We provide an example script. We suggest running this script to refine the prompt:

python prompt_optimize.py --api_key "Zhipu AI API Key" --prompt {your prompt} --base_url "https://open.bigmodel.cn/api/paas/v4" --model "glm-4-plus"

Inference Model (Diffusers)

First, ensure the diffusers library is installed from source.

pip install git+https://github.com/huggingface/diffusers.git

Then, run the following code:

from diffusers import CogView3PlusPipeline
import torch

pipe = CogView3PlusPipeline.from_pretrained("THUDM/CogView3-Plus-3B", torch_dtype=torch.float16).to("cuda")

# Enable it to reduce GPU memory usage
pipe.enable_model_cpu_offload()
pipe.vae.enable_slicing()
pipe.vae.enable_tiling()

prompt = "A vibrant cherry red sports car sits proudly under the gleaming sun, its polished exterior smooth and flawless, casting a mirror-like reflection. The car features a low, aerodynamic body, angular headlights that gaze forward like predatory eyes, and a set of black, high-gloss racing rims that contrast starkly with the red. A subtle hint of chrome embellishes the grille and exhaust, while the tinted windows suggest a luxurious and private interior. The scene conveys a sense of speed and elegance, the car appearing as if it's about to burst into a sprint along a coastal road, with the ocean's azure waves crashing in the background."
image = pipe(
    prompt=prompt,
    guidance_scale=7.0,
    num_images_per_prompt=1,
    num_inference_steps=50,
    width=1024,
    height=1024,
).images[0]

image.save("cogview3.png")

For more inference code, please refer to inference. This folder also contains a simple WEBUI code wrapped with Gradio.

Inference Model (SAT)

Please check the sat tutorial for step-by-step instructions on model inference.

Open Source Plan

Since the project is in its early stages, we are working on the following:

Fine-tuning the SAT version of CogView3-Plus-3B, including SFT and LoRA fine-tuning
Inference with the Diffusers library version of the CogView3-Plus-3B model
Fine-tuning the Diffusers library version of the CogView3-Plus-3B model
Related work for the CogView3-Plus-3B model, including ControlNet and other tasks.

CogView3 (ECCV'24)

Official paper repository: CogView3: Finer and Faster Text-to-Image Generation via Relay Diffusion

CogView3 is a novel text-to-image generation system using relay diffusion. It breaks down the process of generating high-resolution images into multiple stages. Through the relay super-resolution process, Gaussian noise is added to low-resolution generation results, and the diffusion process begins from these noisy images. Our results show that CogView3 outperforms SDXL with a winning rate of 77.0%. Additionally, through progressive distillation of the diffusion model, CogView3 can generate comparable results while reducing inference time to only 1/10th of SDXL's.

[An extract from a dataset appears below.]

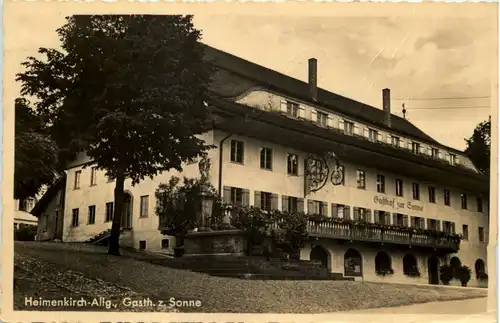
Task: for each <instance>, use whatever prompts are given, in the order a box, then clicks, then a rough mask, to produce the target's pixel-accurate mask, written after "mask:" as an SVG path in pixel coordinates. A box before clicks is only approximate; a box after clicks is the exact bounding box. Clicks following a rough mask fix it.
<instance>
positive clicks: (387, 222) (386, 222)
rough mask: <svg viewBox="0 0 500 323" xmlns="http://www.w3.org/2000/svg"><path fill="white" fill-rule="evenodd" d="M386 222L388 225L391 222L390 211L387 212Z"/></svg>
mask: <svg viewBox="0 0 500 323" xmlns="http://www.w3.org/2000/svg"><path fill="white" fill-rule="evenodd" d="M385 224H386V225H390V224H391V213H390V212H385Z"/></svg>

CogView3 Showcase CogView3 Pipeline

Comparison results from human evaluations:

CogView3 Evaluation

Citation

🌟 If you find our work helpful, feel free to cite our paper and leave a star.

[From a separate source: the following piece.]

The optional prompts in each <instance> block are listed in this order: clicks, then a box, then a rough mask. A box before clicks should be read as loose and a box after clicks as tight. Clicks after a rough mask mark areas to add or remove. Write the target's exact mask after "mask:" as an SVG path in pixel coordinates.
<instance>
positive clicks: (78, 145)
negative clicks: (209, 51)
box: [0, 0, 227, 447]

@article{zheng2024cogview3,
  title={Cogview3: Finer and faster text-to-image generation via relay diffusion},
  author={Zheng, Wendi and Teng, Jiayan and Yang, Zhuoyi and Wang, Weihan and Chen, Jidong and Gu, Xiaotao and Dong, Yuxiao and Ding, Ming and Tang, Jie},
  journal={arXiv preprint arXiv:2403.05121},
  year={2024}
}

We welcome your contributions! Click here for more information.

Model License

This codebase is released under the Apache 2.0 License.

The CogView3-Base, CogView3-Relay, and CogView3-Plus models (including the UNet module, Transformers module, and VAE module) are released under the Apache 2.0 License.